O Haiti começou a mergulhar na pobreza e na dependência, mas
manteve toda a ilha de Hispaniola sob seu controle. Em 1822, a Espanha
reocupou a parte oriental, mas Boyer a reconquistou. Só em 1844, a
população espanhola proclamou a República Dominicana. A tumultuada vida
política do Haiti levou os Estados Unidos a ocuparem o país entre 1915
e 1934, pretextando proteger os interesses norte-americanos.

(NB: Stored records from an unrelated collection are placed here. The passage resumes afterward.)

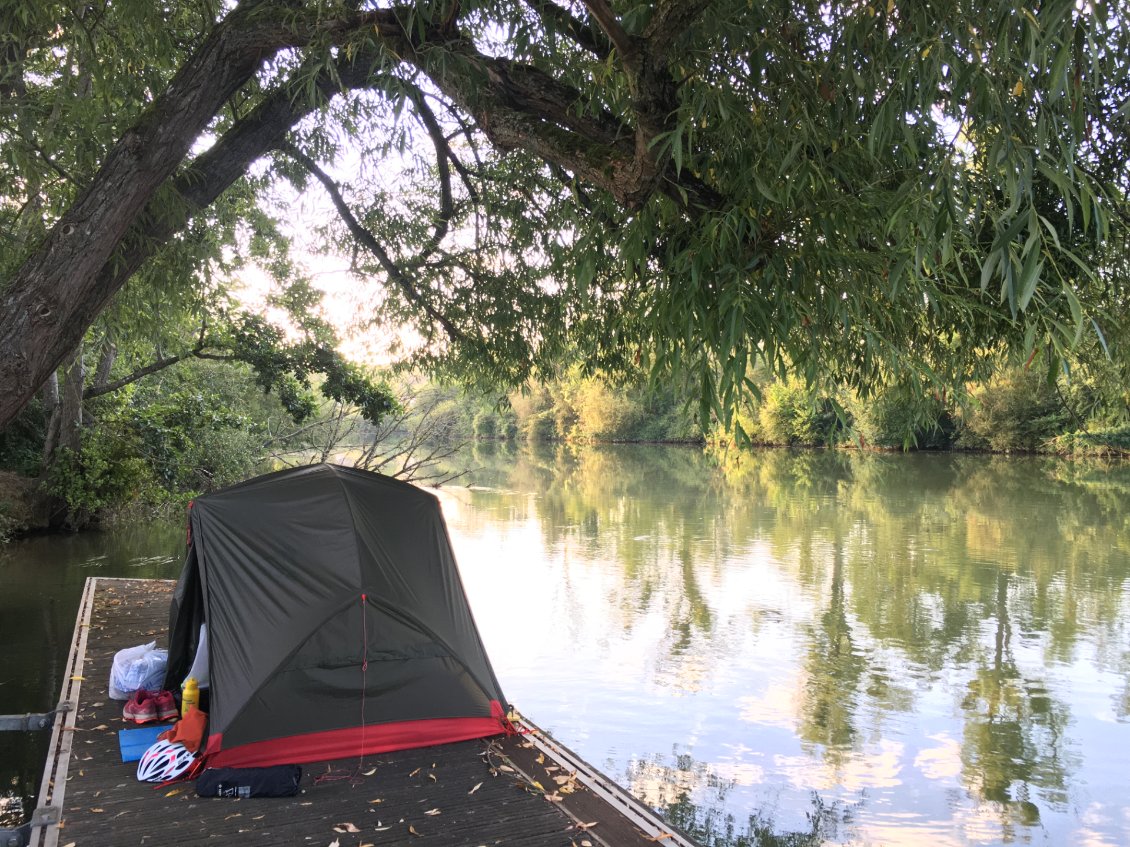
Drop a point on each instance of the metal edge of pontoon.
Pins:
(615, 795)
(48, 815)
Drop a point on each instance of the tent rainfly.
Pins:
(337, 623)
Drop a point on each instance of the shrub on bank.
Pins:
(1016, 410)
(1100, 443)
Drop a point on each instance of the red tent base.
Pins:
(355, 741)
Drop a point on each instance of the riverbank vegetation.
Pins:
(765, 224)
(156, 442)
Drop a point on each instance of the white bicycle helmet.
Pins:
(163, 761)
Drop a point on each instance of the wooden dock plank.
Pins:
(477, 792)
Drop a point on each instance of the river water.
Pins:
(773, 648)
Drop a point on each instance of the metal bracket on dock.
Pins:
(18, 837)
(31, 723)
(22, 836)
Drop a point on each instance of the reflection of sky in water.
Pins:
(594, 635)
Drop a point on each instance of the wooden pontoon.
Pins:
(524, 789)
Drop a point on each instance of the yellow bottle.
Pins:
(190, 696)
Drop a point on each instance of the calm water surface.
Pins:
(789, 648)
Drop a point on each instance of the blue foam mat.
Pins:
(135, 742)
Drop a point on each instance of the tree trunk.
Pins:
(53, 297)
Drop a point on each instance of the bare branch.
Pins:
(624, 43)
(370, 242)
(671, 18)
(562, 20)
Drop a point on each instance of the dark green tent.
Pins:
(337, 623)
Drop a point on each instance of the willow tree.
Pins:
(863, 191)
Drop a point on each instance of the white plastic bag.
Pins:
(141, 666)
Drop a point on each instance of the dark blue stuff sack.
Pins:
(280, 780)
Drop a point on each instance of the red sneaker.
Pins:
(140, 708)
(166, 706)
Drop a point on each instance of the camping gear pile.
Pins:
(322, 612)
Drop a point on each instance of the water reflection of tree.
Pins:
(903, 557)
(692, 797)
(834, 668)
(1014, 739)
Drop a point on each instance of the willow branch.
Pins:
(624, 43)
(562, 20)
(370, 242)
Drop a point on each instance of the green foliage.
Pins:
(1018, 409)
(286, 368)
(792, 413)
(605, 413)
(1096, 443)
(486, 425)
(105, 472)
(22, 442)
(901, 419)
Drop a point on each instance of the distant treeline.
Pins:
(1017, 410)
(154, 444)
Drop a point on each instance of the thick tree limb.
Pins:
(49, 303)
(627, 46)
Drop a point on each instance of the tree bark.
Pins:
(54, 296)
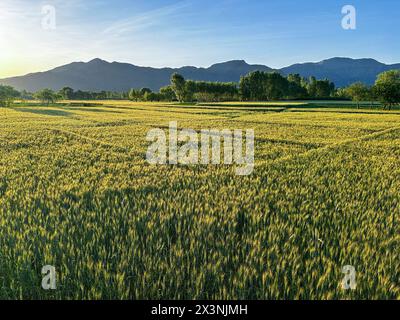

Daí em diante, sucederam-se vários governos ditatorias de
negros. O mais longo foi exercido pelo médico negro François Duvalier
entre 1957 e 1971, com o apoio dos Estados Unidos. Com sua morte,
sucedeu-lhe seu filho, conhecido como Bay Doc, até 1986, quando foi
obrigado a fugir para a Fraça diante de protestos populares. Em eleição
livre, promovida em 1990, saiu vencedor Jean-Bertrand Aristide, ligado
à teologia da libertação. Um ano depois, ele caiu diante de um golpe de
Estado.
Seu substituto, Bonifácio Alexandre, requisitou a proteção da
Organização das Nações Unidas para ajudar a democratização do país. As
tropas da ONU estão lá, chefiadas pelo Brasil. A situação parecia sob
controle. Em toda a história do Haiti, não se falou que a economia
destruiu os rios e as florestas, agravando mais ainda a pobreza. Nenhum
historiador se importou com o fato de Porto Prícipe localizar-se à
beira do ponto de encontro entre as placas tecnônicas do Caribe e da
América Central, transformando o país numa descomunal área de risco.
Antes, a história considereva fenômemenos naturais desta ordem como extra-históricos. Os ecohistoriadores estão a transportá-los para a dimensão história geral.